For some time now, telecom executives have mentioned in surveys that their main competition is not other service providers, but over the top app firms such as Google, which now lead markets for content, apps and platforms, and are emerging in devices and infrastructure.
Yet other surveys have executives citing device or other platform suppliers as the top threats, not other service providers.
And yet the typical executive or department head, on a day-to-day basis, likely continues to benchmark performance by other service providers. So mobile operators are obsessive about their market share, compared to other mobile operators. Cable operators tend to benchmark against telcos, fixed network telcos against cable.
Rival satellite providers consider other satellite providers to be the key share benchmarks.
All of that makes sense, yet obscures the primary challenge (some would say the existential threat) to the “telecom” industry, namely the shift of value away from access to applications, and the ability of app platforms and providers to subsume access functions and vertically integrate.
It would be correct to say that app provider strategy includes vertical integration, allowing the firms to better control both their supply chains as well as reducing cost.
For example, 60 percent of trans-Atlantic traffic now runs over privately-owned and operated undersea networks, not over public telecom networks. One way of describing this is to say that 60 percent of international traffic on those routes has been removed from the telco addressable market.
Google and Facebook already have moved into public Wi-Fi, fixed network access, mobile services, satellite services, access equipment standards and ways to subsidize internet access.
But that is only part of the story. The leading app and platform providers have emerged as the leading forces in cloud computing as well, with a growing role in devices.
Devices, in fact, are among the building blocks of Google’s growth strategy, to be built on Google, cloud, hardware and YouTube, Google says.

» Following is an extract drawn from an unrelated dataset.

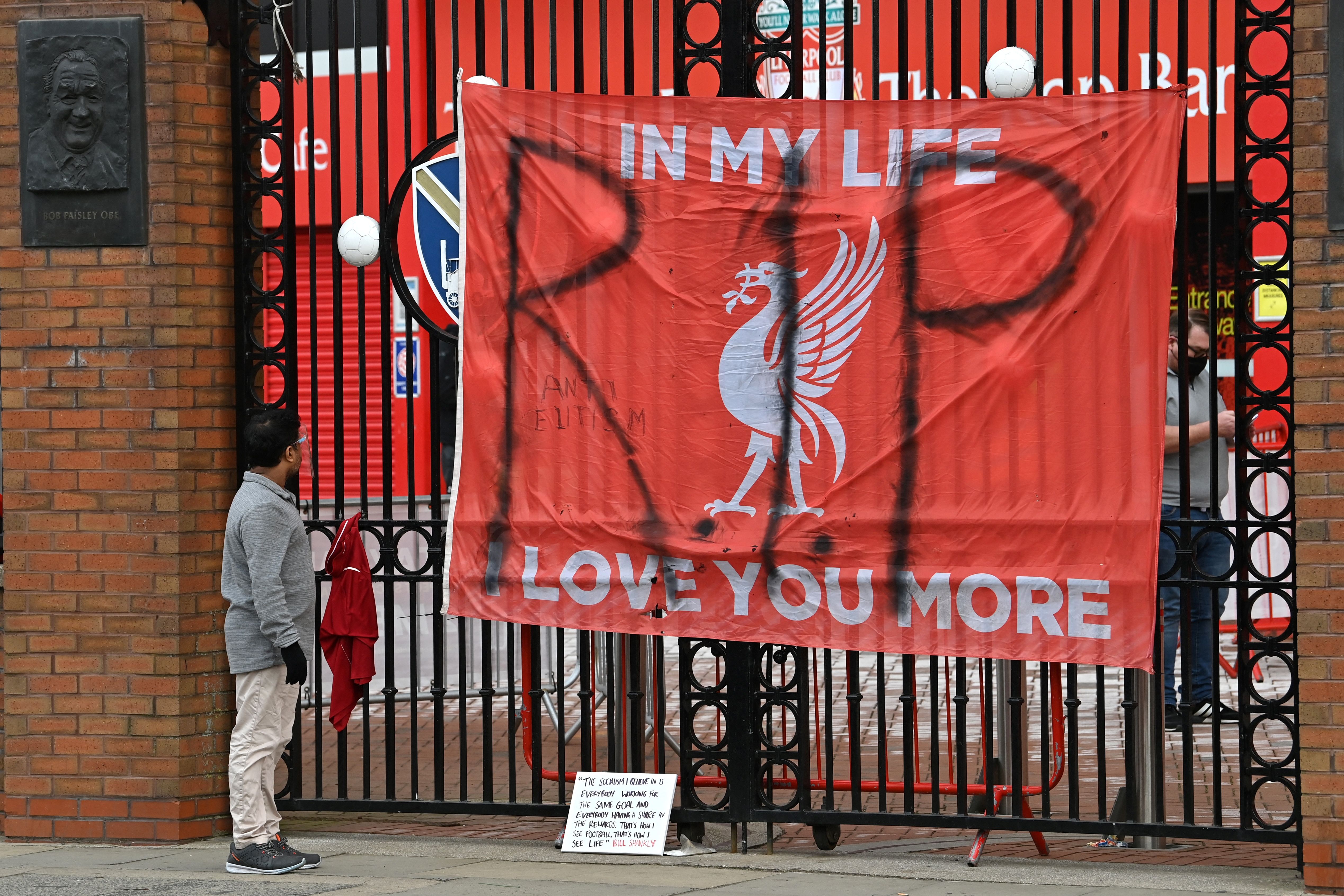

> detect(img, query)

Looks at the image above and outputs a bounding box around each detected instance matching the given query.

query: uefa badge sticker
[411,154,462,324]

Hardware revenue, though still included in the “other” revenue category, grew 38 percent in 2016 and seem to have doubled in 2017.
The commercial reason behind Google’s emerging business model appears to be the value that a single company can create if it combines content services with network hardware, many would argue.
One way to create this value is by aligning networks with content.
And that is the reason why Comcast’s acquisition of NBCUniversal was so instructive, and why AT&T wants to buy Time Warner. If your primary competition is app firms with network assets, then telcos likewise need to become app providers with access network assets.
That is seen first in entertainment video, but will deepen in other areas, such as internet of things. In that sense, the U.S. Department of Justice effort to block the AT&T acquisition of Time Warner is misguided. That would block a necessary step AT&T must take to survive the competition with the leading app providers.
In other words, the “relevant market” is no longer “telecom services.” The walls between content, media, access and communications are evaporating. Firms such as AT&T must vertically integrate, as their most-important competitors are doing.